X_train_augmented, y_train_augmented = shuffle(X_train_augmented, y_train_augmented, random_state=9345)

# Storing for checkpoint2
X_train_augmented = X_train_augmented.astype('float32')
checkpoint2_var['X_train_augmented'] = X_train_augmented
checkpoint2_var['y_train_augmented'] = y_train_augmented
  0%|          | 0/43 [00:00<?, ?it/s]
Augmenting Image Data...
100%|██████████| 43/43 [02:43<00:00,  5.56s/it]
In [7]:
checkpoint2_var.keys()
Out[7]:
dict_keys(['X_val', 'X_train_augmented', 'y_test', 'y_train_augmented', 'y_train', 'X_test', 'X_train', 'y_val'])
In [8]:
### Storing Varibales for Checkpoint2

import joblib
joblib.dump(checkpoint2_var, checkpoint2_file)
Out[8]:
['data/checkpoint2']

Question 2

Describe how you set up the training, validation and testing data for your model. Optional: If you generated additional data, how did you generate the data?

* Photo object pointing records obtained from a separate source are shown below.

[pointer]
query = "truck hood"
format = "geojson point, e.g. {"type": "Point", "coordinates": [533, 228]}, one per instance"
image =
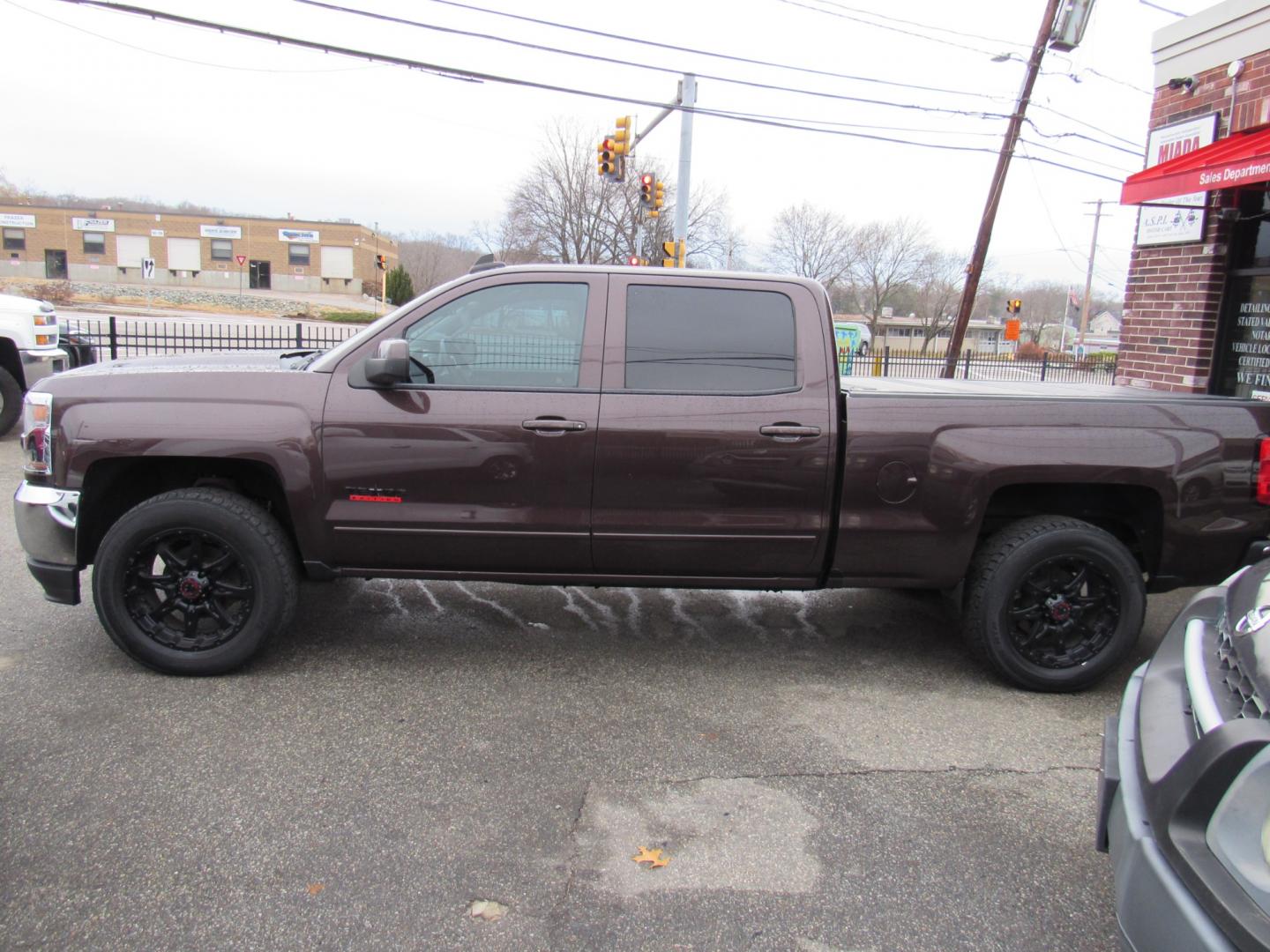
{"type": "Point", "coordinates": [250, 361]}
{"type": "Point", "coordinates": [1247, 616]}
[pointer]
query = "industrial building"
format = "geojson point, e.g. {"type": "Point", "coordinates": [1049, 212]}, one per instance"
{"type": "Point", "coordinates": [113, 245]}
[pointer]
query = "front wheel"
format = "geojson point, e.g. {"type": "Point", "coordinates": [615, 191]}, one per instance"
{"type": "Point", "coordinates": [195, 582]}
{"type": "Point", "coordinates": [1053, 603]}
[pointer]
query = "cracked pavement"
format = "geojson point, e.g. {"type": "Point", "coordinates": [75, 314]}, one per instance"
{"type": "Point", "coordinates": [826, 772]}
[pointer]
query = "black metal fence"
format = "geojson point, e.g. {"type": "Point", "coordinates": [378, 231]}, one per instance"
{"type": "Point", "coordinates": [1059, 368]}
{"type": "Point", "coordinates": [113, 338]}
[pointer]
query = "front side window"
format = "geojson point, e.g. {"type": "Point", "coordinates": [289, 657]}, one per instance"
{"type": "Point", "coordinates": [508, 335]}
{"type": "Point", "coordinates": [709, 340]}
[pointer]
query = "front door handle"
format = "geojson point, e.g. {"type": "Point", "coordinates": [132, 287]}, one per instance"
{"type": "Point", "coordinates": [788, 432]}
{"type": "Point", "coordinates": [553, 424]}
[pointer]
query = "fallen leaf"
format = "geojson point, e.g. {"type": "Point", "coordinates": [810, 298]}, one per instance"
{"type": "Point", "coordinates": [653, 857]}
{"type": "Point", "coordinates": [487, 909]}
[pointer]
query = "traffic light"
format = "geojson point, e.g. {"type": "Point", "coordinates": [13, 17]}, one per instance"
{"type": "Point", "coordinates": [621, 138]}
{"type": "Point", "coordinates": [608, 160]}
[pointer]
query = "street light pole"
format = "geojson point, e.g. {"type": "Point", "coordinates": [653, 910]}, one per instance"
{"type": "Point", "coordinates": [975, 271]}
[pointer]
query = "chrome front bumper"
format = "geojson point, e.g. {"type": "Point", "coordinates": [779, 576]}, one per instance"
{"type": "Point", "coordinates": [46, 519]}
{"type": "Point", "coordinates": [37, 365]}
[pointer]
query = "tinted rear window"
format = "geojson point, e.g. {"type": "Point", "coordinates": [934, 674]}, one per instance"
{"type": "Point", "coordinates": [709, 339]}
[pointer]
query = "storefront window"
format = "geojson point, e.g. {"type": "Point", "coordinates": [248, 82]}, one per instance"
{"type": "Point", "coordinates": [1243, 366]}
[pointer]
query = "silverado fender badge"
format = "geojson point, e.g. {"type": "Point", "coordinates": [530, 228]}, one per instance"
{"type": "Point", "coordinates": [1254, 621]}
{"type": "Point", "coordinates": [374, 494]}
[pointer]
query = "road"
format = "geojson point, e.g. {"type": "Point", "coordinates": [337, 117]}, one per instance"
{"type": "Point", "coordinates": [823, 772]}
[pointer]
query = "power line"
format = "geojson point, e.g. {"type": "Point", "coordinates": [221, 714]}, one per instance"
{"type": "Point", "coordinates": [596, 57]}
{"type": "Point", "coordinates": [1136, 153]}
{"type": "Point", "coordinates": [1140, 147]}
{"type": "Point", "coordinates": [925, 26]}
{"type": "Point", "coordinates": [178, 58]}
{"type": "Point", "coordinates": [456, 72]}
{"type": "Point", "coordinates": [695, 51]}
{"type": "Point", "coordinates": [883, 26]}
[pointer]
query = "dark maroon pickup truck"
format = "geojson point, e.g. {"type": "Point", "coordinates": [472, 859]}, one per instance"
{"type": "Point", "coordinates": [626, 427]}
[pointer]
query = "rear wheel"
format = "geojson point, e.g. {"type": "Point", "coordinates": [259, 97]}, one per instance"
{"type": "Point", "coordinates": [195, 580]}
{"type": "Point", "coordinates": [11, 401]}
{"type": "Point", "coordinates": [1053, 603]}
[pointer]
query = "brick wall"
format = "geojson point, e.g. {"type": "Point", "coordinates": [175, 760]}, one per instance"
{"type": "Point", "coordinates": [1174, 292]}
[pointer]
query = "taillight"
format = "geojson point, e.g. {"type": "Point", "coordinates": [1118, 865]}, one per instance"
{"type": "Point", "coordinates": [37, 433]}
{"type": "Point", "coordinates": [1264, 470]}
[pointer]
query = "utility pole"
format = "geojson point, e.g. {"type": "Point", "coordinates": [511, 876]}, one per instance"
{"type": "Point", "coordinates": [689, 100]}
{"type": "Point", "coordinates": [1088, 273]}
{"type": "Point", "coordinates": [975, 271]}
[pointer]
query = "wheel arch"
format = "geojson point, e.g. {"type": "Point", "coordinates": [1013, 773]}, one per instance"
{"type": "Point", "coordinates": [113, 487]}
{"type": "Point", "coordinates": [1134, 514]}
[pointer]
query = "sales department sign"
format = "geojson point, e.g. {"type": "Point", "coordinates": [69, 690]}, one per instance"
{"type": "Point", "coordinates": [231, 231]}
{"type": "Point", "coordinates": [1168, 227]}
{"type": "Point", "coordinates": [297, 235]}
{"type": "Point", "coordinates": [93, 224]}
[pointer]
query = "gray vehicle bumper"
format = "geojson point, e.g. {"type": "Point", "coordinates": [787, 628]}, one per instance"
{"type": "Point", "coordinates": [37, 365]}
{"type": "Point", "coordinates": [46, 519]}
{"type": "Point", "coordinates": [1154, 906]}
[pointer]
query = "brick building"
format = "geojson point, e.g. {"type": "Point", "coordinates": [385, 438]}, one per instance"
{"type": "Point", "coordinates": [190, 250]}
{"type": "Point", "coordinates": [1198, 297]}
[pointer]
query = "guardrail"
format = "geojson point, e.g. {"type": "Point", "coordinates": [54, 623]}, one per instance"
{"type": "Point", "coordinates": [977, 366]}
{"type": "Point", "coordinates": [112, 338]}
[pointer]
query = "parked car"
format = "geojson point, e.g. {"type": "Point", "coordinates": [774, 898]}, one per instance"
{"type": "Point", "coordinates": [1184, 793]}
{"type": "Point", "coordinates": [556, 424]}
{"type": "Point", "coordinates": [29, 351]}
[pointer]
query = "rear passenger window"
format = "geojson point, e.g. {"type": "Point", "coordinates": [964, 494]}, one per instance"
{"type": "Point", "coordinates": [709, 339]}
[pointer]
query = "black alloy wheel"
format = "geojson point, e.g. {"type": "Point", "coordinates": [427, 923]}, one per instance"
{"type": "Point", "coordinates": [1065, 612]}
{"type": "Point", "coordinates": [195, 580]}
{"type": "Point", "coordinates": [188, 589]}
{"type": "Point", "coordinates": [1053, 603]}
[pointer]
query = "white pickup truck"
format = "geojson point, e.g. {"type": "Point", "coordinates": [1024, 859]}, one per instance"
{"type": "Point", "coordinates": [29, 351]}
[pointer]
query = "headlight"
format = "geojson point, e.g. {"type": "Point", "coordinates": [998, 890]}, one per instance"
{"type": "Point", "coordinates": [37, 432]}
{"type": "Point", "coordinates": [1236, 824]}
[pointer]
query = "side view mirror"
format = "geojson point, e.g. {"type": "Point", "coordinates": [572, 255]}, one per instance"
{"type": "Point", "coordinates": [390, 365]}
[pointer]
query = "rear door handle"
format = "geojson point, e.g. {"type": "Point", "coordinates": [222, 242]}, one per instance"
{"type": "Point", "coordinates": [788, 433]}
{"type": "Point", "coordinates": [553, 424]}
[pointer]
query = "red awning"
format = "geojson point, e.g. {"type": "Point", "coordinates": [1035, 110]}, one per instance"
{"type": "Point", "coordinates": [1236, 160]}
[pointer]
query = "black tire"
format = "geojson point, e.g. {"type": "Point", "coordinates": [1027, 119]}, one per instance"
{"type": "Point", "coordinates": [195, 580]}
{"type": "Point", "coordinates": [1053, 603]}
{"type": "Point", "coordinates": [11, 401]}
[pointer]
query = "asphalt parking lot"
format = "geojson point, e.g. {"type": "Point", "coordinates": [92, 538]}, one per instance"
{"type": "Point", "coordinates": [823, 772]}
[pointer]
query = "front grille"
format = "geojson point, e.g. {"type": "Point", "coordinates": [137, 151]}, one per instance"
{"type": "Point", "coordinates": [1244, 695]}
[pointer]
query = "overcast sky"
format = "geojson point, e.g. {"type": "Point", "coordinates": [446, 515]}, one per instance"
{"type": "Point", "coordinates": [107, 103]}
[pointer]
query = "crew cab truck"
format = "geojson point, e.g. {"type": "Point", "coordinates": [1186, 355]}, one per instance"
{"type": "Point", "coordinates": [28, 352]}
{"type": "Point", "coordinates": [597, 426]}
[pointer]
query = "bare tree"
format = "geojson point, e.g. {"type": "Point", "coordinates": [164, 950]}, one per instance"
{"type": "Point", "coordinates": [563, 211]}
{"type": "Point", "coordinates": [886, 256]}
{"type": "Point", "coordinates": [937, 291]}
{"type": "Point", "coordinates": [433, 259]}
{"type": "Point", "coordinates": [811, 242]}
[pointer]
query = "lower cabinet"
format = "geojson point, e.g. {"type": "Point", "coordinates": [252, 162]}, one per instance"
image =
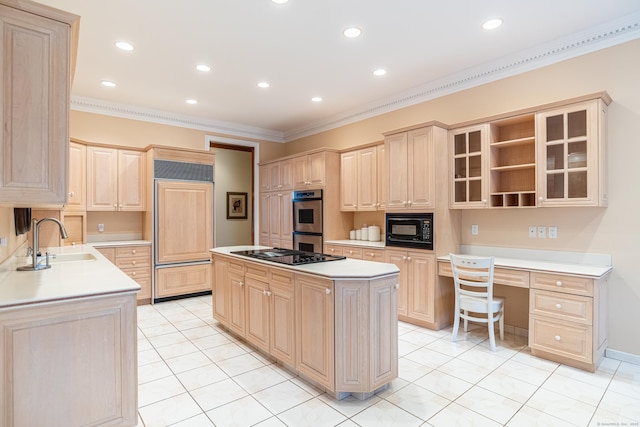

Why did you generate the data? What are the differences in the new dataset (with generated data) from the original dataset?

Answer:
The provided testing data is kept untouched, and the final model related matrix would be reported using this unseen data.

The provided training data had been divided as follow:

  • Training Data: 70% of original training data had been augmented so as to obtain 5000 samples per class. The augmented sample includes normalized original data, and newly generated data (by randomly introducing rotation, x-translation, y-translation, sheer factor and zoom factor to the original data).
  • Validation Data: 21% of original training data. This would be used for checking model performance while training.
  • Test Data: (different from provided test data) This would be used to fine tune the model, and check how the model performs on unseen data before running the model on provided test data set.

------------------ Checkpoint 2 ------------------

In [1]:
import pickle


## Checkpoint1 Variables
checkpoint1_file = 'data/checkpoint1'
with open(checkpoint1_file, 'rb') as pfile:
    pickle_data = pickle.load(pfile)
    for key in pickle_data:
        exec(key + "= pickle_data['" + str(key) + "']")
    del pickle_data

## Checkpoint2 Variables
import joblib
checkpoint2_file = 'data/checkpoint2'
pickle_data = joblib.load(checkpoint2_file)
for key in pickle_data:
    exec(key + "= pickle_data['" + str(key) + "']")
del pickle_data

Architecture

In [2]:
### Define your architecture here.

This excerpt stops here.